巻二からの、アリアちゃんとクリストフくんのやりとりに、もうキュンキュンしまくりで、このふたり、ずっと見守っていたい、と思うほどです(*´ω`*)
そして、物語のあいまに差し挟まれるトリビアや楽屋トークも楽しくて。
「後白河くんと頼朝くんと義経くんの三角関係について」のお話、すごく納得しました。頼朝はたぶん、生まじめで義理堅いひと。義経はあきらかに、常識やぶりでフットワークの軽い猪突猛進タイプ。頼朝のストレスは半端ではなかったと思います。
義経が壇ノ浦で、怒涛の勢いで平家を滅ぼしてしまったとき、もしかすると頼朝は頭を抱えたのではないでしょうか。あの時点での頼朝の目的の比重は、平家滅亡よりも三種の神器を取り戻すほうにあったのではないかと思うのです。安徳天皇と、その母親である建礼門院は丁重に保護するようにと指示していたともいいますし。
それがかつて命を助けてくれた清盛への恩によるものかどうかはわかりませんが、同じように、かつて自分を見逃してくれた梶原景時や、清盛の義弟である頼盛に対しても、頼朝は義理を果たしています。
根がまじめな頼朝にとって、想像の遥かななめうえをヒョイヒョイ飛んでいってしまう義経は、かわいい弟であると同時に、手に負えない、かわいさ余って憎さ百倍という存在だったのかも、と考えたりしております。
カミーユちゃんの苦労がしのばれます……。
清盛も頼朝も、それぞれ棟梁であるがために、自らが鬼となって一族郎党を守ろうとしただけなのかもしれません。
ほとんどはじめましてのお手紙なのに、調子にのって長々とすみません。どうか、さらっと読み流していただけたらと思います。
未村さまのやわらかな語り口にみちびかれて、既存の枠にとらわれないのびのびとした壮大な歴史絵巻ファンタジー、奇想天外な物語の世界を堪能しております。
最新話、拝読しました。

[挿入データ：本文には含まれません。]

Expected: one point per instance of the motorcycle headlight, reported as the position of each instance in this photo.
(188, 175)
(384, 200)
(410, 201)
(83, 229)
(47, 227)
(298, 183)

ああ、どうなっちゃうんでしょう。ハラハラ。
なんてことのないやりとりがただひたすらに貴い、というの、ありますよね。読んでいて、胸がきゅうっとなりました。いとおしくて、せつないです。ああ。
わたしもものすごく人見知りで、基本的に自分の庭に好きなものを集めてひとり遊びを楽しんでおりますが、最近は、好きな作家さんのお庭にお邪魔して、すてきな作品を拝見する楽しみを覚えてきたところです。
こちらこそ、今後とも、どうぞよろしくお願いいたします(*^^*)
返信(1)
お手紙でいちばん嬉しかったのは、キャラクターがみんな好きだと言っていただいたことと、安心できると。その二つは私のとくに心がけているところなので本当に嬉しいです。「いやミス」とか、嫌なキャラやいじめを書く方はもうじゅうぶん沢山おられるので(笑)、そういう悪意を禁じ手にして書いてみようと思うんです。悲しかったり辛かったりしても、後味がいいものが書きたいです。これ、わりと挑戦なのではないかと自分ではひそかに思っているのですが……(笑)。
頼朝が頭を抱えたというお説、私も賛成です。安徳天皇を死なせたことと宝剣をなくしたことは、義経、大失敗だったとも言えるんですよね。いまの天皇家にも直接かかわってくるので「三種の神器」とは言わず剣だけの話にしてお茶を濁しているのですが(笑)、ここはどうしても書かなくちゃと思ってますので、楽しみにお待ちいただけたら嬉しいです。^^ あと頼朝ほんとに義理堅いですよね。きちっと筋を通すというか。それがだんだん過剰になっていくような気がするんです。頼朝ファンを増やしたい!と思って超絶美少女という設定にしてみたんですけど(笑)、やっぱり奥州藤原氏を滅ぼしたのはどう考えても残酷すぎて……、そのあたりどう描こうか慎重に考えているところです。
アリアちゃんとクリストフくんはほんとどうなるんでしょうね。クロードくんも健在ですし。これは歴史小説ではなくてあくまでボーイミーツガールのファンタジーなので、最後はハッピーエンドにしたいんですけど、かと言って立ち往生しない弁慶は弁慶じゃない気もするし(笑)。